PwC estimates that almost half of all corporate research and development in the in UK in 2016 has been accounted for by the healthcare and pharmaceutical industry. Clearly, the sector has immense strengths, but the problem is that virtually all of that figure is accounted for by just two companies – GSK and AstraZeneca. Europe has not seen the plethora of small and mid-sized spinoffs and start-ups that characterise the US healthcare market.
Are Europe’s large pharma companies thematically too diversified? Are there opportunities to invest in smaller companies emulating the US market? The fact 85-90% of one of Europe’s largest healthcare funds is invested in the US suggests Europe faces some significant long-term challenges if it wishes to retain its pre-eminence in healthcare. The manager prefers small and mid-sized companies as new investment ideas that have a clear world-class expertise and a focus on specific areas, which he holds for upwards of five years. He sees Europe’s large pharma companies as solid, good companies but argues that they are thematically too diversified, or even run as healthcare conglomerates.
Europe does not see the plethora of small and mid-sized spinoffs and start-ups that are seen in the US, but the US is not its only rival. China and India have well-established pharmaceutical industries, and, with an abundance of brainpower, they are well positioned to produce streams of cutting-edge healthcare companies.

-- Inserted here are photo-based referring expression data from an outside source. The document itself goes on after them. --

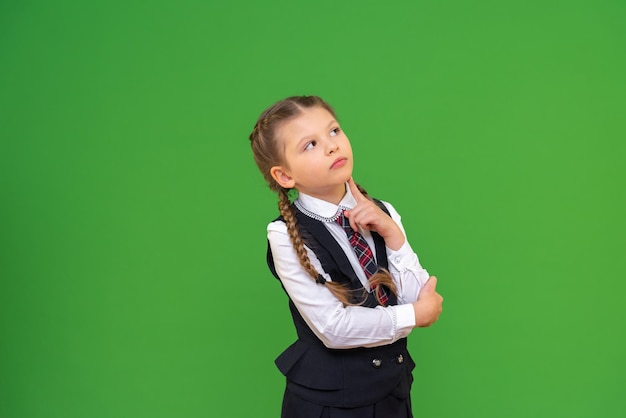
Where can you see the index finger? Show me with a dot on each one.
(355, 190)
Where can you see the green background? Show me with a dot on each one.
(132, 243)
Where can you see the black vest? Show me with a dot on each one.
(341, 377)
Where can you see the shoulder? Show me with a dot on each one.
(277, 226)
(388, 208)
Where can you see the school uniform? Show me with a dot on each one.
(347, 361)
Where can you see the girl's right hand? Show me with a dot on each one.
(428, 305)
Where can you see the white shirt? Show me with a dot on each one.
(341, 326)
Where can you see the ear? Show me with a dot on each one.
(282, 177)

Europe’s healthcare industry can be divided into three segments, with a handful of giants – the UK’s GSK, the British-Swedish AstraZeneca, the Swiss Novartis and Roche, France’s Sanofi, Danish diabetes specialist Novo Nordisk and possibly the German company Fresenius. Beneath the pharma giants is a set of mid-sized companies that, for historical reasons, are owned by foundations or families, such as the Danish company Lundbeck, the French company Ipsen, the Spanish companies Rovi and Almirall and the Italian company Recordati. Beneath this are hundreds of emerging biotech companies – some very tiny and others of reasonable size. But the biotech industry is very much weighted towards the US, versus Europe. There are many reasons for this, including the availability of risk capital.
Pharma is still perceived as being a safer-haven, low-volatility sector. Over the long term, it would generate lower returns than biotech but outperform the broader market. Biotech is still perceived as an innovation industry that is more volatile. But the US companies such as Celgene are producing double-digit revenue growth rates with very high sustainable profit margins. For Europe as a whole though, the issue may not be purely one of generating short-term investment returns. If the jewel in its crown is not to be tarnished over the long term, Europe’s pharmaceutical sector must find a way to emulate the success of the biotech companies in the US.